Somehow dodging a mountain of injunctions from attorneys for Marvel Comics, Full Moon Entertainment created a film about a sorcerer superhero that couldn’t be a bigger ripoff of Doctor Strange if Stan Lee had written it.

Created by artist Steve Ditko independent of Lee for a 1962 issue of STRANGE TALES, Doctor (Stephen) Strange is a caped practitioner of the mystical arts who lives in a Manhattan brownstone and battles the forces of evil using magical spells. Laughably “based on an original idea by Charles Band,” as the main titles state, Doctor Mordrid (RE-ANIMATOR’s Jeffrey Combs) is a caped practitioner of the mystical arts who owns a Manhattan apartment building with bickering Jewish neighbors.

Another tenant is Samantha Hunt (Yvette Nipar, saddled with an unflattering wardrobe), the NYPD’s resident occult consultant (!), who suspects something weird about Mordrid, who has been protecting New York City from evil for over a century. The sorcerer’s nemesis is Kabul (COBRA villain Brian Thompson), whose goal is the illegal collection of elements, including the Philosopher’s Stone, which he plans to use to release his followers from Hell and take over the world. Like Strange, Mordrid has the ability to project his astral form to the Metropolitan Museum for the final showdown with Kabul.
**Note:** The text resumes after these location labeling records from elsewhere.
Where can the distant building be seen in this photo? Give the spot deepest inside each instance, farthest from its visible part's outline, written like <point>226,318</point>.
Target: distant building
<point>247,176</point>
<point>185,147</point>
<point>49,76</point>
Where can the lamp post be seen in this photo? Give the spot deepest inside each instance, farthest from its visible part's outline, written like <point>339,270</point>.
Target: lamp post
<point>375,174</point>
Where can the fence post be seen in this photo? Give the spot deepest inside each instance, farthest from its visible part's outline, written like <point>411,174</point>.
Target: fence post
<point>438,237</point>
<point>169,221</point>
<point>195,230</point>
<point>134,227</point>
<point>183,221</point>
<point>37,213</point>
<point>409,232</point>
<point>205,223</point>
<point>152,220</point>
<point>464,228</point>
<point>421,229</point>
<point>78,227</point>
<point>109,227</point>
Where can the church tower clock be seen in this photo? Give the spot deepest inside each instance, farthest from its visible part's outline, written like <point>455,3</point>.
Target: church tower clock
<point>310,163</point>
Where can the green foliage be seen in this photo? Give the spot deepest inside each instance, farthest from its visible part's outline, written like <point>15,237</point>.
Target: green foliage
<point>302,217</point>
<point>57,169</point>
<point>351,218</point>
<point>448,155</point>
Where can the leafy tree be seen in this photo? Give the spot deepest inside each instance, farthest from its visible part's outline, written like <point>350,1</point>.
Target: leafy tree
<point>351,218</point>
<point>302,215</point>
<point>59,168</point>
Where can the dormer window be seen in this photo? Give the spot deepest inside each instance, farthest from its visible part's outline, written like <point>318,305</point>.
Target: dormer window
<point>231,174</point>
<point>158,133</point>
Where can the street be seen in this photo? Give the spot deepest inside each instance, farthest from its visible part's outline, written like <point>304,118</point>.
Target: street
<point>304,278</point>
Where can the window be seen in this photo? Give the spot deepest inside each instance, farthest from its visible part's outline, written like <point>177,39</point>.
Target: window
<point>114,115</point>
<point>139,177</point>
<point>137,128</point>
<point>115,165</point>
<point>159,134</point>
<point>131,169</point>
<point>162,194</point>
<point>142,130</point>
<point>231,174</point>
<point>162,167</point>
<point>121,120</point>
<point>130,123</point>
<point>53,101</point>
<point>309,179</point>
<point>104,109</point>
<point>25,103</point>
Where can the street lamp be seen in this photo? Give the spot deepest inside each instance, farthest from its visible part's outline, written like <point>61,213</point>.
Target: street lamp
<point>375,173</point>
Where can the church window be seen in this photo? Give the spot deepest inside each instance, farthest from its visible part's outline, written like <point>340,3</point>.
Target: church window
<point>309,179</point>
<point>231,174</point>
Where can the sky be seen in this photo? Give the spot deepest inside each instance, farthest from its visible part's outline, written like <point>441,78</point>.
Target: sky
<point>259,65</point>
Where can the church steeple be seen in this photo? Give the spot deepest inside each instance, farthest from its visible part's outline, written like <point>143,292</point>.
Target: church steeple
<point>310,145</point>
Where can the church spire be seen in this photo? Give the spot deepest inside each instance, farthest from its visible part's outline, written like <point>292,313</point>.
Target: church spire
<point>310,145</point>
As was often the case with Full Moon productions, DOCTOR MORDRID seems conflicted about its target audience. It’s too juvenile and cheaply produced to appeal to adults, yet its R-rated profanity and sexual content make it inaccessible to children who might enjoy the fantastic story. Combs is quite good and believable, anchoring the film’s inherent silliness, though the supporting actors seem to have been cast for their reasonable day rates instead of talent. Fans of old-fashioned stop-motion effects will dig the dinosaur battle created by David Allen (ROBOT JOX). Father/son team Albert and Charles Band are credited with direction, though only one was on the set at any given time. The direction doesn’t match the opulence demanded by the subject matter, nor does the mostly setbound production. Despite the promise implied by the final scene, DOCTOR MORDRID II never happened.

1 comment:

Felicity Walker said...

I should have enjoyed this movie more than I did. I generally like Full Moon movies, I like Jeffrey Combs, I like Brian Thompson, I like Yvette Nipar, I like the premise of this movie, and the main character looks cool...but the movie ended up being kind of boring and sad.